Saturday, 2 July 2011

Book Review: The Quest for Nobility (Rule of Otharia series) by Debra L. Martin & David W. Small

The Quest for Nobility (A Fantasy Adventure) (The Rule of Otharia series)Heirs to the Duchy of Telkur, twins Darius and Dyla, have not only lost their parents but have also seen their names dragged through the mud after their death. Having recently finished their education they are trying to save the Duchy from bankruptcy and deal with their cousin's attempts to seize power. However when they are framed for murder they flee Otharia, heading for previously quarantined Earth. Once there though they may not be able to find their way back.

This fantasy novel had a lot of good elements to it. The classic power struggles and plotting transcend genres. There was plenty of tension throughout which kept me reading. I wanted to find out what would become of the Duchess, whether the twins would win the competition, and finally whether they would make it back in time to save Telkur, if they made it back at all.

To me the fantasy element came from the setting, on another planet, and the powers the characters have, including telekinesis. That suited me perfectly, as none of it was too far flung which is when I can start to lose interest. I enjoyed the elements of legend that were entwined in the story when the twins fled to Earth with friend Eclair, and thought it was cleverly brought together. I also warmed to the younger characters, particularly Dyla who is a strong young woman, and liked seeing their growth throughout the book.

One of the things I particulary appreciated was the excerpts from the Chronicles of Otharia at the start of each chapter, giving details of the rule of the Kingdom and pieces of its history. I found it really helpful as a concise way to set up the background and explain some of the events taking place.

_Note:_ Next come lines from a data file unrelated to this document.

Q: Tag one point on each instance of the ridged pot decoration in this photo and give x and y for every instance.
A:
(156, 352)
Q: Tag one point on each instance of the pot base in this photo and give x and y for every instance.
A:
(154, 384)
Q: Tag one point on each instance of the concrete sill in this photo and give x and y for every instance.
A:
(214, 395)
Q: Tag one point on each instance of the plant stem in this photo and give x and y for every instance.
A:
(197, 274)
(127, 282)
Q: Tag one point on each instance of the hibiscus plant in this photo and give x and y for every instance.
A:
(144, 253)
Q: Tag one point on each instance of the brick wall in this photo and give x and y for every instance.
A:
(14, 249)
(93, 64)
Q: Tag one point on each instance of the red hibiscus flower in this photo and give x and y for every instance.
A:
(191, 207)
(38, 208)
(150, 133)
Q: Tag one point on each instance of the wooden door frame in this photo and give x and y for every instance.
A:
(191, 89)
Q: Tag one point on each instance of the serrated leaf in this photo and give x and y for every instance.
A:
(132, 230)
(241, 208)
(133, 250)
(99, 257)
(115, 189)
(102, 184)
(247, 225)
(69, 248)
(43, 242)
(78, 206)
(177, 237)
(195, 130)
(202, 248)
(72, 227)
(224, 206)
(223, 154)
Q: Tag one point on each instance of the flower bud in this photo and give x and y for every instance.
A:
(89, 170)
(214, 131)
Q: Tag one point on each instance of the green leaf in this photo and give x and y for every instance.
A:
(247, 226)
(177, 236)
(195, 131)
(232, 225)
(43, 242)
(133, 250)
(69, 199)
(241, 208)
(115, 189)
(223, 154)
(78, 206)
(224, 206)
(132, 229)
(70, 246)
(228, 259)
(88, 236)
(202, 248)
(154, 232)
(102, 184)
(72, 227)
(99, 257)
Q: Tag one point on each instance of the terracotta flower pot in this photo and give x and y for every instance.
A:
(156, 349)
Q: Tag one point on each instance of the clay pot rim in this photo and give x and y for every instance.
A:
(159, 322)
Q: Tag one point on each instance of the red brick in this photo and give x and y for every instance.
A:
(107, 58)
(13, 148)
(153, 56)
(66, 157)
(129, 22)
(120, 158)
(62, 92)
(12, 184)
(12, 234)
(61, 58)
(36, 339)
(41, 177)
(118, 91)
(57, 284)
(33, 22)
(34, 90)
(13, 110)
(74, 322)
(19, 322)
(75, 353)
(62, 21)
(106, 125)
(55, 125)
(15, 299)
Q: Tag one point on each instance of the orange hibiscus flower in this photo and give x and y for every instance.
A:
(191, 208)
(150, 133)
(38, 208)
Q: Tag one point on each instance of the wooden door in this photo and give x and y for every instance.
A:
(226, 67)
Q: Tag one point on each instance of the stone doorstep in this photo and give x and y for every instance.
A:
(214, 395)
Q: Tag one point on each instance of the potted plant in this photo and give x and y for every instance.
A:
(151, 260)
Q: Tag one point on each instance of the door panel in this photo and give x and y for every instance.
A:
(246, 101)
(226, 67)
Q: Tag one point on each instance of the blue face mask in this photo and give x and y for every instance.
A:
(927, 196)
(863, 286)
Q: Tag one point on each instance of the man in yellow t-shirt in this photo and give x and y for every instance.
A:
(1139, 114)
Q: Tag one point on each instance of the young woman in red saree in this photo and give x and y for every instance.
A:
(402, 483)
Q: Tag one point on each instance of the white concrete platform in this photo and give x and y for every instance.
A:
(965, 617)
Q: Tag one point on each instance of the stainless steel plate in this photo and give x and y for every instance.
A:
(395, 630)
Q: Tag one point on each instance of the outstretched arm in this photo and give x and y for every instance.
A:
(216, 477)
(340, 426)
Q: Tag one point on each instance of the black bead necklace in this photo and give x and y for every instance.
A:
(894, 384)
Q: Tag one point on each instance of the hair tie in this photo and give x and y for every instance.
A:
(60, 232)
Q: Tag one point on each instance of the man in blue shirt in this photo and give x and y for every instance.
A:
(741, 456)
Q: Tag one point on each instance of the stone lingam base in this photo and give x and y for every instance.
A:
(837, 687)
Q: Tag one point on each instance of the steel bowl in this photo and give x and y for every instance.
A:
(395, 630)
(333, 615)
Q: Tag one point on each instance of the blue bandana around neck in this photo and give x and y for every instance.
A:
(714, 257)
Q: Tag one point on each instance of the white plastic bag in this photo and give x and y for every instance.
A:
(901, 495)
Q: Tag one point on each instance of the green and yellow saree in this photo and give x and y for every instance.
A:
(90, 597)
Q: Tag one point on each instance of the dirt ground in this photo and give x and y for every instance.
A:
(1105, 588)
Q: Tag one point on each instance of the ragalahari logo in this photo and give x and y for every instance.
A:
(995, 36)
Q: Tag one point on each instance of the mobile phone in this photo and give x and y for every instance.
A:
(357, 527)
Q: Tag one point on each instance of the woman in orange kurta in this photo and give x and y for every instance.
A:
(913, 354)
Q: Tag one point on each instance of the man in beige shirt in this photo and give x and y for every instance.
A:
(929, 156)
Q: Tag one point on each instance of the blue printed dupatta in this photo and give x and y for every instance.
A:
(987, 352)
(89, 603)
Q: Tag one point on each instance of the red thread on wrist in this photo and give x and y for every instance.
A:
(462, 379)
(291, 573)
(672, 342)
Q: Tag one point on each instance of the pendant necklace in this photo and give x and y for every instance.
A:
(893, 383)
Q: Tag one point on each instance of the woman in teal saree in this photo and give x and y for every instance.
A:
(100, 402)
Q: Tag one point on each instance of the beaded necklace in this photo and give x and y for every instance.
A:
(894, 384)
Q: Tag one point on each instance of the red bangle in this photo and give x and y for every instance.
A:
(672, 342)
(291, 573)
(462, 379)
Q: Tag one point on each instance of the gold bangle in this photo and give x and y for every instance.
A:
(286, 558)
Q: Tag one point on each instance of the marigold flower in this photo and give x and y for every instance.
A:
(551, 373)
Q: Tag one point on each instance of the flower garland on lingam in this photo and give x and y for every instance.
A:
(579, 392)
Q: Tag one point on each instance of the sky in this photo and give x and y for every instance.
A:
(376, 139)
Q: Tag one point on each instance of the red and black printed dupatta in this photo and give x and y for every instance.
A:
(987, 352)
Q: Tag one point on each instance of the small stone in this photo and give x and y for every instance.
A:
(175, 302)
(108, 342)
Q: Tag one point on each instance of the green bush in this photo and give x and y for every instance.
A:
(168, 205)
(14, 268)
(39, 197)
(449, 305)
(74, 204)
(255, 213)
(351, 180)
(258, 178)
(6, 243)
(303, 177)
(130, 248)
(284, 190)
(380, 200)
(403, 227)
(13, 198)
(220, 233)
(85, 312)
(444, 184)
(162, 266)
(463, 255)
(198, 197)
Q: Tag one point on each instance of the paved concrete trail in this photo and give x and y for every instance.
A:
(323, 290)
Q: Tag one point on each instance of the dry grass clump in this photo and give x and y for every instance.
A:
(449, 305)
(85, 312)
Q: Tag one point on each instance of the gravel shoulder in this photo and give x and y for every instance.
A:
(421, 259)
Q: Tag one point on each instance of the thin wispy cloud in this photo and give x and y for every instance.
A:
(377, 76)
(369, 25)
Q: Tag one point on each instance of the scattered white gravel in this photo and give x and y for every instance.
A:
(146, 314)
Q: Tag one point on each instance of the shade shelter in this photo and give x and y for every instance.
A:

On the negative side I felt a bit overwhelmed early on with so many characters introduced so quickly. It took a bit of getting straight in my own mind, particularly as to who was plotting what with whom, but as the book went on it was no longer an issue. There were also a few typos and some of the grammar and turns of phrase employed didn't sound quite right to me. It only interrupted the flow slightly but was still a bit of a distraction. I also found sometimes the things the bad guys said or how they were described came off as cliched or amusing, which took away from the image of the sinister power-hungry plotters.

This is the first book in the Rule of Otharia series, and I liked it enough, and found myself with  lingering questions I want answered, to probably go on and read the next book although I won't do so in a great rush.

Format: Kindle, review copy
My Rating: 3*

1 comment:

Debra L Martin said...

Thank you for your insightful review. I'm glad you enjoyed the book.